= Erik Bornmann =

Canadian political consultant

Erik Bornmann (also spelled Bornman), LL.B, B.Comm. (b. 20 May 1976 in Canada) was a key Crown witness in the corruption trial related to the BC Rail scandal. Bornmann is a former consultant and founding partner of Pilothouse Public Affairs. He has worked as a communications consultant in provincial and federal elections and as a strategist for the BC Liberal Party and the Liberal Party of Canada.

==BC Legislature raids==
Bornmann was involved in events in late 2003 surrounding what has become known as the BC Legislature Raids. He is alleged to have illegally paid almost $30,000 to British Columbia government officials for private information. He is a key witness in a trial that pertains to the BC Legislature Raids.

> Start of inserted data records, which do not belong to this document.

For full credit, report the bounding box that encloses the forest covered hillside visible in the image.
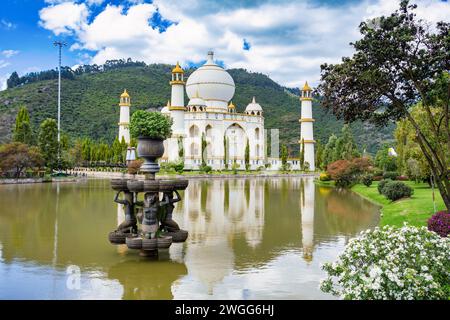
[0,62,394,155]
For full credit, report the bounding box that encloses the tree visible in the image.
[13,106,33,145]
[316,139,324,170]
[338,125,360,160]
[201,133,207,167]
[38,118,58,171]
[323,134,338,168]
[178,136,184,160]
[281,144,288,171]
[0,142,43,178]
[7,71,20,89]
[112,137,122,163]
[318,1,450,210]
[245,139,250,171]
[81,137,92,162]
[223,136,229,169]
[299,138,305,170]
[375,144,398,172]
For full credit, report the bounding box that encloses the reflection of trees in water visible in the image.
[0,180,126,267]
[107,259,188,300]
[314,187,380,236]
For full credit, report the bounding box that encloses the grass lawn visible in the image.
[352,181,446,227]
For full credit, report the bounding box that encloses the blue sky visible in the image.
[0,0,448,89]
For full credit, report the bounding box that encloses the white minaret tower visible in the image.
[168,62,186,161]
[118,89,131,144]
[170,62,186,136]
[299,82,315,171]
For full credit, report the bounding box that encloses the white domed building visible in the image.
[162,51,266,170]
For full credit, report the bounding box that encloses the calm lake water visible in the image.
[0,177,380,300]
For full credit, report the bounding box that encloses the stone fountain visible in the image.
[108,137,188,257]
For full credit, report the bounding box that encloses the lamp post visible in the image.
[54,41,67,171]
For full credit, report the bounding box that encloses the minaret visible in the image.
[299,82,315,171]
[118,89,131,144]
[169,62,186,137]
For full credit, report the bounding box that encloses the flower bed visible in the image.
[320,224,450,300]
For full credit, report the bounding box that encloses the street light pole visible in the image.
[54,41,66,171]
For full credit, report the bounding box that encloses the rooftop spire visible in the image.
[206,51,214,65]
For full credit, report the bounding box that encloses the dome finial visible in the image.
[172,61,184,74]
[120,89,130,98]
[206,51,214,65]
[166,100,171,107]
[252,96,256,103]
[302,81,312,92]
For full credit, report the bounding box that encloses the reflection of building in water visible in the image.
[300,178,315,262]
[176,179,264,292]
[116,204,127,255]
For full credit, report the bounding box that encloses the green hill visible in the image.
[0,63,393,155]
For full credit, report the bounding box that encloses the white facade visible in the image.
[299,82,315,171]
[118,89,131,144]
[162,52,266,170]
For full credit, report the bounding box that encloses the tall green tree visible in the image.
[323,134,338,167]
[223,136,228,169]
[281,144,288,171]
[177,136,184,160]
[318,1,450,210]
[245,139,250,171]
[38,118,58,171]
[13,106,33,145]
[315,139,324,170]
[6,71,20,89]
[112,137,121,163]
[375,144,398,172]
[299,138,305,170]
[201,133,207,167]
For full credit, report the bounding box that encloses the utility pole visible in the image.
[54,41,66,170]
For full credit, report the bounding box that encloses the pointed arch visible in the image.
[189,124,199,137]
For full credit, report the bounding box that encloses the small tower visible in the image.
[118,89,131,144]
[299,82,315,171]
[169,62,186,137]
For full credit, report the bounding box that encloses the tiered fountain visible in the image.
[108,135,188,257]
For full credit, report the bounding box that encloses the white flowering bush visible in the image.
[320,224,450,300]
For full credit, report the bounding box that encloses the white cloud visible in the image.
[39,2,89,36]
[0,60,11,69]
[1,50,20,58]
[38,0,450,87]
[0,74,9,91]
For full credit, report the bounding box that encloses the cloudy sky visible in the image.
[0,0,448,90]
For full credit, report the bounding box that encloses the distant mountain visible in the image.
[0,63,394,155]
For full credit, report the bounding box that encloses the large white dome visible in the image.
[186,51,235,111]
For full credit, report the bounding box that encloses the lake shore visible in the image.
[0,177,84,185]
[69,169,319,180]
[315,179,445,227]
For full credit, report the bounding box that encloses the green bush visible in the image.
[130,110,172,139]
[382,181,413,201]
[199,165,212,173]
[377,179,392,194]
[361,174,373,187]
[383,171,399,180]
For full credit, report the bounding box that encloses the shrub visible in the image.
[327,159,355,188]
[319,172,331,181]
[383,171,399,180]
[382,181,413,201]
[320,225,450,300]
[361,174,373,187]
[373,175,383,181]
[428,211,450,237]
[396,175,408,181]
[199,165,212,173]
[351,157,372,174]
[373,169,383,177]
[130,110,172,139]
[377,179,392,194]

A police raid took place on ministerial offices in the BC Legislature in December 2003 after the RCMP obtained search warrants from the BC Supreme Court, leading to charges against two former government employees, partly due to information provided to police by Bornmann. Later, in 2006, three more were charged.

Dave Basi, aide to former finance minister Gary Collins, and Robert Virk, assistant to former transport minister Judith Reid, faced six charges: demanding or accepting benefits including money, meals, travel and employment opportunities in connection with the bidding process for BC Rail, fraud and breach of trust, two counts of fraud of more than $5,000.